Felix J. Ward, an adjustor for Allstate, testified that he talked to Mrs. Simmers four days after the accident and she told him that “a big, red-faced trailer-tractor, dump-type vehicle with a ‘CP’ on its front forced her off the road” and that the vehicle was owned by Concrete Products Company. Mrs. Simmers categorically denied that she had told Ward this. Ward further testified that neither he nor his company was able to identify the truck or its owner or the driver of the vehicle which had been involved in the accident.

Jack Via, the general manager of Concrete Products Company, testified that after the plaintiff’s husband had complained to him that her car had been “forced off the road” by one of Concrete’s vehicles, he had inquired into the matter and found no information to indicate that one of Concrete’s trucks had been responsible for the accident.

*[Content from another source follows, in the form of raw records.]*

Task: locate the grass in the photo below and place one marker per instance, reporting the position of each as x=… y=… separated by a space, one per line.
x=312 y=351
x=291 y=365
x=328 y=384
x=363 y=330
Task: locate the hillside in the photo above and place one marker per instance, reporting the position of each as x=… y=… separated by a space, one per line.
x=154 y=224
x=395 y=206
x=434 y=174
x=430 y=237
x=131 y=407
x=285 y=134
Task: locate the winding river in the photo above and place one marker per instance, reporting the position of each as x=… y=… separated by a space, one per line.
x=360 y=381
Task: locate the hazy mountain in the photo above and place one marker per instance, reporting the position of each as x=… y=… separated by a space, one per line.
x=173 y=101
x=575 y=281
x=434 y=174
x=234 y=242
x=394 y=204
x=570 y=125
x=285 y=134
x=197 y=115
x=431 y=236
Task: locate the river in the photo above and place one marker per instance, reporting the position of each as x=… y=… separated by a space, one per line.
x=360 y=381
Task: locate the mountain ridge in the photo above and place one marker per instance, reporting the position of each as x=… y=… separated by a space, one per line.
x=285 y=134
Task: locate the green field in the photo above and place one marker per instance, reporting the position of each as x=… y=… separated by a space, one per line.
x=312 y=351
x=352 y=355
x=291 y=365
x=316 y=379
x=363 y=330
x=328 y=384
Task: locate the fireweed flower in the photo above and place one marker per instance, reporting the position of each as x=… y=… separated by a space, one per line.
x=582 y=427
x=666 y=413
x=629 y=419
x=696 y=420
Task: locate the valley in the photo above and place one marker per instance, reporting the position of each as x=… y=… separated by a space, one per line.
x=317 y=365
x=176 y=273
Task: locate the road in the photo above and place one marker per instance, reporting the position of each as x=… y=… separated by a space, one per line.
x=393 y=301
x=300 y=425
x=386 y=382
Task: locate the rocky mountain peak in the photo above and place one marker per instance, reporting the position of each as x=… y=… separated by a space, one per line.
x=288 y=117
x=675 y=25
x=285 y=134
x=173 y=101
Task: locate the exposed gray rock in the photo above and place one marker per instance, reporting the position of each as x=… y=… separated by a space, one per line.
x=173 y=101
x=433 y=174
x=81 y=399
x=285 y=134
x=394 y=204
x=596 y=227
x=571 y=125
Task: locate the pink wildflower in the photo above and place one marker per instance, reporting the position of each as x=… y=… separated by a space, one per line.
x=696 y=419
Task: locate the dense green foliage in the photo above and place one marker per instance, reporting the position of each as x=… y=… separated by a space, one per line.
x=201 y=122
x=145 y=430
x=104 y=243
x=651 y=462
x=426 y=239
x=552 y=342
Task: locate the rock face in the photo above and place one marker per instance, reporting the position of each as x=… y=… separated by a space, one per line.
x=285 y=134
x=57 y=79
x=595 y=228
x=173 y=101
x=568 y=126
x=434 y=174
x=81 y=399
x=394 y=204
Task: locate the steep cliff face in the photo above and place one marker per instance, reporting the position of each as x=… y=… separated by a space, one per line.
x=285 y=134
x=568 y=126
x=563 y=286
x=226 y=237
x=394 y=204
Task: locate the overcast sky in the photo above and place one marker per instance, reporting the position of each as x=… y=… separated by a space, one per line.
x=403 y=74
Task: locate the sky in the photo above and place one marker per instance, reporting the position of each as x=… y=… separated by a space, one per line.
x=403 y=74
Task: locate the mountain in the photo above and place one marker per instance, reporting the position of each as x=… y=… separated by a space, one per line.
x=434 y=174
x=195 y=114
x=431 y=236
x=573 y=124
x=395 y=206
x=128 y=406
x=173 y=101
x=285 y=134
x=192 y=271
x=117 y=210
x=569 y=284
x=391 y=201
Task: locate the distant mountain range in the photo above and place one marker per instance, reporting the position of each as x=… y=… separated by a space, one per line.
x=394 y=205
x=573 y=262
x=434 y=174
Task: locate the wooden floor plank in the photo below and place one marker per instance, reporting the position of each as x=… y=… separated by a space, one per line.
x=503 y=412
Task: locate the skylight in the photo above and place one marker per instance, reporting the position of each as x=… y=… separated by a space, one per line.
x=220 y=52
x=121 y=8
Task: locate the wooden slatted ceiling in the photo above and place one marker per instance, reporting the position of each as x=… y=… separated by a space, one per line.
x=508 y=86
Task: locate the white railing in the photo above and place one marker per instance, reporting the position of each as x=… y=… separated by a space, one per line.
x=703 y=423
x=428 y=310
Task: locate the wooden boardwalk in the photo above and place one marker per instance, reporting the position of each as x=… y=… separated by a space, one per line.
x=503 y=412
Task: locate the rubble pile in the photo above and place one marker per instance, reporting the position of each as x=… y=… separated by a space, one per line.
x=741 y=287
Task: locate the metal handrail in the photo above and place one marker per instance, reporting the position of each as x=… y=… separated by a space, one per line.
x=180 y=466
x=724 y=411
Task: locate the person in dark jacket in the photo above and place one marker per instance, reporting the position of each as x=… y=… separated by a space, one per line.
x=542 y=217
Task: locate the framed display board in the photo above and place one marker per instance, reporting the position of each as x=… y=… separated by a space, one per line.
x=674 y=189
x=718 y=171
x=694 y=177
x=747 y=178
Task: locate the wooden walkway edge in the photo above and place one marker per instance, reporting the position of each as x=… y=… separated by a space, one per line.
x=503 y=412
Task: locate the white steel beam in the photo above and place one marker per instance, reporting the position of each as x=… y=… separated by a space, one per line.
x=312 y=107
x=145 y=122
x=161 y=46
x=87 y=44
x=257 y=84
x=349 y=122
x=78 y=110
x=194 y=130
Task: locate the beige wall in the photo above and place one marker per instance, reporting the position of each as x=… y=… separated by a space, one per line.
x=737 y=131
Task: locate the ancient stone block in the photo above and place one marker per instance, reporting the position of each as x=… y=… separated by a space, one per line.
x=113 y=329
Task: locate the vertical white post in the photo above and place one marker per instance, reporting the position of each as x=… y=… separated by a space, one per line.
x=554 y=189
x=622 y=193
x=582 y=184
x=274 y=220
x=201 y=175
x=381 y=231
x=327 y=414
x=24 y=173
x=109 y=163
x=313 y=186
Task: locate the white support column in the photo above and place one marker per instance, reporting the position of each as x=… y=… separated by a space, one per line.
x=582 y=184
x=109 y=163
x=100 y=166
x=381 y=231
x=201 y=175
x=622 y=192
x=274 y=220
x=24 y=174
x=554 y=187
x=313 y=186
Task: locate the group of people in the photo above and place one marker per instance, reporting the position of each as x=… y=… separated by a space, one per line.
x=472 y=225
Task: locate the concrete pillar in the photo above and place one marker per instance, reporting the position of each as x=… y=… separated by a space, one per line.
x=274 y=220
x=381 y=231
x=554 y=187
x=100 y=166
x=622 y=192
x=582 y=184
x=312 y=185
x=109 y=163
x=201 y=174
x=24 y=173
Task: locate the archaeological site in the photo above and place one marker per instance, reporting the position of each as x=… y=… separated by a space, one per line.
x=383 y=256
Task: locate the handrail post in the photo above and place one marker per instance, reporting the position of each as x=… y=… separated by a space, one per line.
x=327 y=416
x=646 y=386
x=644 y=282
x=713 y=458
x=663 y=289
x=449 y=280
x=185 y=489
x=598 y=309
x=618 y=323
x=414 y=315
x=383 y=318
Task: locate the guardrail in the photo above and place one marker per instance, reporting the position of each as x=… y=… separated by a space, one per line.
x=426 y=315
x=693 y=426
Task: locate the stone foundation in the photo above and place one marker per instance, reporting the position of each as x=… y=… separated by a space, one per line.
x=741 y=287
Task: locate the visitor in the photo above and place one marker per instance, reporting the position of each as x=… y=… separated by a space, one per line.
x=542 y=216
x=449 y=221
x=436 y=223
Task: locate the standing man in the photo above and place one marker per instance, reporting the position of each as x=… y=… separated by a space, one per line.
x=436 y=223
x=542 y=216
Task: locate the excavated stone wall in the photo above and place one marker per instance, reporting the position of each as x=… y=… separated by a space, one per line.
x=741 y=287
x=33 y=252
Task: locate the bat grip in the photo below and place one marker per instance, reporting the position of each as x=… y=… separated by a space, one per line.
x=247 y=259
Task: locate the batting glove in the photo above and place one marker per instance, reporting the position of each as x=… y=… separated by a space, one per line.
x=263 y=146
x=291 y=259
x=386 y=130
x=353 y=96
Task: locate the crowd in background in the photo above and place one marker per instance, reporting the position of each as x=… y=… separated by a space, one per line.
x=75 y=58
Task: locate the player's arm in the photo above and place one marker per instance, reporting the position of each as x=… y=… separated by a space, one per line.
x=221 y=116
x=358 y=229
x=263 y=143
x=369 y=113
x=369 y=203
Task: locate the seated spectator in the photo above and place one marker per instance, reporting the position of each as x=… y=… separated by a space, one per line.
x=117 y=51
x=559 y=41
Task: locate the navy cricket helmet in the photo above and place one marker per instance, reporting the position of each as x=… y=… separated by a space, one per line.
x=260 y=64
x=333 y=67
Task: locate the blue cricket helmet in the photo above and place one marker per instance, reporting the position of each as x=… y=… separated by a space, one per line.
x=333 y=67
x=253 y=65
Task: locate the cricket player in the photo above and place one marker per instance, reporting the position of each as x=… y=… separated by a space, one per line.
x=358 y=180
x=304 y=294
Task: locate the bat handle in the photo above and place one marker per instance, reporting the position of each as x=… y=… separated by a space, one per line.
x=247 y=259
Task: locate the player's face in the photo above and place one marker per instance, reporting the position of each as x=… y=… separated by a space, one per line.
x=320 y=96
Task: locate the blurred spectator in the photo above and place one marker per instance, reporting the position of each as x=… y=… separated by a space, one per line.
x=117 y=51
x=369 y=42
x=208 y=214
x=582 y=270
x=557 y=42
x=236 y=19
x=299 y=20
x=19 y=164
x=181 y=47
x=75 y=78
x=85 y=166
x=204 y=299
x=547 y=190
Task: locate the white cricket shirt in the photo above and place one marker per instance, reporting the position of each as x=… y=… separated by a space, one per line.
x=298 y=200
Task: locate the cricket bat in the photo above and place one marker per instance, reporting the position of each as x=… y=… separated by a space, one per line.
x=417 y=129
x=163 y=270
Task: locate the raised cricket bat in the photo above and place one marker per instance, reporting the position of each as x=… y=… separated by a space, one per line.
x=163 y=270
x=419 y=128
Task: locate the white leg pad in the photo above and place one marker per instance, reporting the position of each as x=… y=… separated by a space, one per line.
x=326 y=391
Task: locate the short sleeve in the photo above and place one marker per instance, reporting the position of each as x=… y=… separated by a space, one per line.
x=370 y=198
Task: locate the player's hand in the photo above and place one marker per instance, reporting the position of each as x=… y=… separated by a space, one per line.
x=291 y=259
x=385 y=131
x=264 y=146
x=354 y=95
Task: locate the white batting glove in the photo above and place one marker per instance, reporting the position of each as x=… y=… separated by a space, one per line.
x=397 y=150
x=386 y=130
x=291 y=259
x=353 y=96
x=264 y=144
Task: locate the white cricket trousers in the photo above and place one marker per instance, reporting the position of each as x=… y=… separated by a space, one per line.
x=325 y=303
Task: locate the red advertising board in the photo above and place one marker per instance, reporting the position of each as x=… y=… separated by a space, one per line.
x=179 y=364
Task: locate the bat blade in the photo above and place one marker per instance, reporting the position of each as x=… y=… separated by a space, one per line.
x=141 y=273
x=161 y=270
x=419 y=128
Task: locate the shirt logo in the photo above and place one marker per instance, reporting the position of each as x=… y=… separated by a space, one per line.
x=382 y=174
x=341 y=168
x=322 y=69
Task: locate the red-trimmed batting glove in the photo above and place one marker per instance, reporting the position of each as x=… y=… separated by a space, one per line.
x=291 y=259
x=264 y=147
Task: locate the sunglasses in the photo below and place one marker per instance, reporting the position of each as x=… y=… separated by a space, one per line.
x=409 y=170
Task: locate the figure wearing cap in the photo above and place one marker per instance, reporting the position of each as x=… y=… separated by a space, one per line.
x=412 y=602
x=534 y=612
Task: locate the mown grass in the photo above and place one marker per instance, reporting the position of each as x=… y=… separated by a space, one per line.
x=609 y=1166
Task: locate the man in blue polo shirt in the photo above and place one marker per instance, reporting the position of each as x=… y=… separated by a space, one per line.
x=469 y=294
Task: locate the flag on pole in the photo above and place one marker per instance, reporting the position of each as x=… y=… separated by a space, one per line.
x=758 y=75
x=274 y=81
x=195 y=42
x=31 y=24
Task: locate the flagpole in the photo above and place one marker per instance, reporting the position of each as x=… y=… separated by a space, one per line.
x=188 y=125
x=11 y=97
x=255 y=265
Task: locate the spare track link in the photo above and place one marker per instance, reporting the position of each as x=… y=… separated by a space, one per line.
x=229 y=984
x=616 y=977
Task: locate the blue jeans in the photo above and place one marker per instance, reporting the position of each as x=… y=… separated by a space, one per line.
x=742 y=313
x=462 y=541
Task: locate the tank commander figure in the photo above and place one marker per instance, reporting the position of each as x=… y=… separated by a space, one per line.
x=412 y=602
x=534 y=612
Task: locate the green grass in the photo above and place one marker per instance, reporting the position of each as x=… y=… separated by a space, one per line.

Alfred J. Collins, who was operating one of Concrete’s trucks in the vicinity on the day of the accident, testified that while he saw the disabled Simmers vehicle he was not involved in the accident.

The employees of the Montgomery Limestone Corporation, a local concern, which was operating a rock quarry from which several trucks had been carrying crushed stone on the day of the accident, were unable to identify the vehicle or its driver which was involved in the accident.

Thus, we see that accepting the evidence on behalf of the plaintiff, as the jury have done, it is quite sufficient to support the finding that no truck owned and operated by Concrete Products Company was involved in the accident and that the “owner or operator” of the vehicle so involved was “unknown” to the plaintiff.

Complaint is made of the refusal of the trial court to grant Instruction B-l, which reads:

“The court tells the jury that this action is brought under a special Virginia statute which allows a motorist to sue an unknown person, and, as a first indispensable element of her case in which *960 there was no contact between vehicles, prove by a preponderance of the evidence that there was in fact another vehicle involved which directly caused the accident and that she was unable to identify the owner or operator of vehicle so involved.
“If, therefore, the plaintiff does not establish either one or both of these facts by a preponderance of the evidence, or if on the whole evidence it is just as probable that there was not another vehicle involved as that there was, or if it is just as probable that Mrs.